Childhood Cancer Awareness Month: Valley mother shares son's story
Imagine you're a social worker helping families navigate the challenges of childhood cancer at the Vannie E. Cook Jr. Children's Cancer and Hematology Clinic, and one day you find out your child has been diagnosed with leukemia.
Last December, Yadhira Huerta's teenage son Diego was doing what boys do before starting high school.
"He was exercising quite a bit," Huerta said. "Because he wanted to start high school looking a little bit different. Looking buff and strong."
But Huerta says she noticed something strange in her son; Diego began complaining about chest pains.
After a trip to the hospital, Diego was taken to the Vannie Cook Clinic, where his mom works.

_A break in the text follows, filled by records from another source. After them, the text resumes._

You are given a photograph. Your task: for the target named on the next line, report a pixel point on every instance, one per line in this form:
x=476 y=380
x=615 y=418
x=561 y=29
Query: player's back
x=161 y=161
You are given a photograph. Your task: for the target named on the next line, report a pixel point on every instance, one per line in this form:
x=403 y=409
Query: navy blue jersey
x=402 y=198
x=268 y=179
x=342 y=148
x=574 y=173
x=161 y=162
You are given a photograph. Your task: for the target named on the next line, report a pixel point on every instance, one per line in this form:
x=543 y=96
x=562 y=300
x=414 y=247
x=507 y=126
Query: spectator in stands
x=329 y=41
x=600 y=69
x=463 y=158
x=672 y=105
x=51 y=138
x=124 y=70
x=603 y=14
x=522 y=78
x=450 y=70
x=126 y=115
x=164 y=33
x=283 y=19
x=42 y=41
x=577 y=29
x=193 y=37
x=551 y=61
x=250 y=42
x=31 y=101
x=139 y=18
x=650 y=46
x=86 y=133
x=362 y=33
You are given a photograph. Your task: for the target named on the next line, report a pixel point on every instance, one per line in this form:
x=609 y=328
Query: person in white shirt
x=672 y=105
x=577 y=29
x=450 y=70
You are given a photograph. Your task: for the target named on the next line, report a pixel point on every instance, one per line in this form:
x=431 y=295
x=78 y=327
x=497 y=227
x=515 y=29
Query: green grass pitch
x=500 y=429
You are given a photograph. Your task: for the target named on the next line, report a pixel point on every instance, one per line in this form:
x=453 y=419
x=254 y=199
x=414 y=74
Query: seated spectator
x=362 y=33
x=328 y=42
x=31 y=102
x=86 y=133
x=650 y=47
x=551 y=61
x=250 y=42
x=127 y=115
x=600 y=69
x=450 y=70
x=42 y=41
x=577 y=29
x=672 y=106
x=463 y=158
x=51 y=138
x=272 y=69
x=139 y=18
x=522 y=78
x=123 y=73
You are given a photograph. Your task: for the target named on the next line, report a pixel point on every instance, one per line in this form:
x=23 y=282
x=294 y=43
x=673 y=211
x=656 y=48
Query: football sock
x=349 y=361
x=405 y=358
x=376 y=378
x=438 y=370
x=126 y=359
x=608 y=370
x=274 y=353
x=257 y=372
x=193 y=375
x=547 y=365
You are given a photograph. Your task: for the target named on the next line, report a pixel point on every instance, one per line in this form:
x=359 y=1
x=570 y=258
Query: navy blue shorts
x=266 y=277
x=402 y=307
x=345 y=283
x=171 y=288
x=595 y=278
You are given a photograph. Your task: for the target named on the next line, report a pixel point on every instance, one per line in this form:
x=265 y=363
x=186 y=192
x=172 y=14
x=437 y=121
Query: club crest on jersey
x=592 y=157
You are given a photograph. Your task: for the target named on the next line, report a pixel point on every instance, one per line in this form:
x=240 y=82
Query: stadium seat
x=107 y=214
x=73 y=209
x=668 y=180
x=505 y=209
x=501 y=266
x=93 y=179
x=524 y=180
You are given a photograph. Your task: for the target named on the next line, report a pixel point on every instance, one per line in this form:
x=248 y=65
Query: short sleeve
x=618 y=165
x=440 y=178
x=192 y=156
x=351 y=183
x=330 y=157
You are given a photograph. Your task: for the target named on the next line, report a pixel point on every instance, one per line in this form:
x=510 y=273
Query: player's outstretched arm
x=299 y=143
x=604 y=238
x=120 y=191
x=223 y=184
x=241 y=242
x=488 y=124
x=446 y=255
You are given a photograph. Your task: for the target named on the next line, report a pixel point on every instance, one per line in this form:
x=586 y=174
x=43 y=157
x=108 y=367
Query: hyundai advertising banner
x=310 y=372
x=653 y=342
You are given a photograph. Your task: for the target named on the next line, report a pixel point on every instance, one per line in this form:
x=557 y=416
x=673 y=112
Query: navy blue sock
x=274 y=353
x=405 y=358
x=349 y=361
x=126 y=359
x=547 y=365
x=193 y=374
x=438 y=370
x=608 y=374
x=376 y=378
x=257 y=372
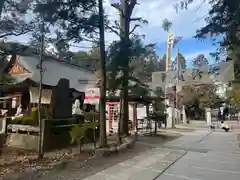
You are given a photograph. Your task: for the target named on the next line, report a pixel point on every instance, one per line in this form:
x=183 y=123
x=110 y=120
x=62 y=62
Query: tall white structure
x=170 y=41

Huerta says that's where she learned Diego had a mass in his chest and was diagnosed with leukemia.
"All he focused on was the word 'cancer'," she said. "The word cancer completely made him a different child."
According to the American Cancer Society, this year, about 10,500 children will be diagnosed with cancer.
Director of Philanthropy and Public Relations for Vannie Cook Clinic, Victoria Martinez, says they see about 65 new cancer diagnoses each year.
With almost a year into her son's treatment, Huerta says she's doing her part to inform the community that young people can also be affected by cancer.
For the rest of the year, Huerta says she plans to help her son stay on track with his treatments and maintain his muscles for high school.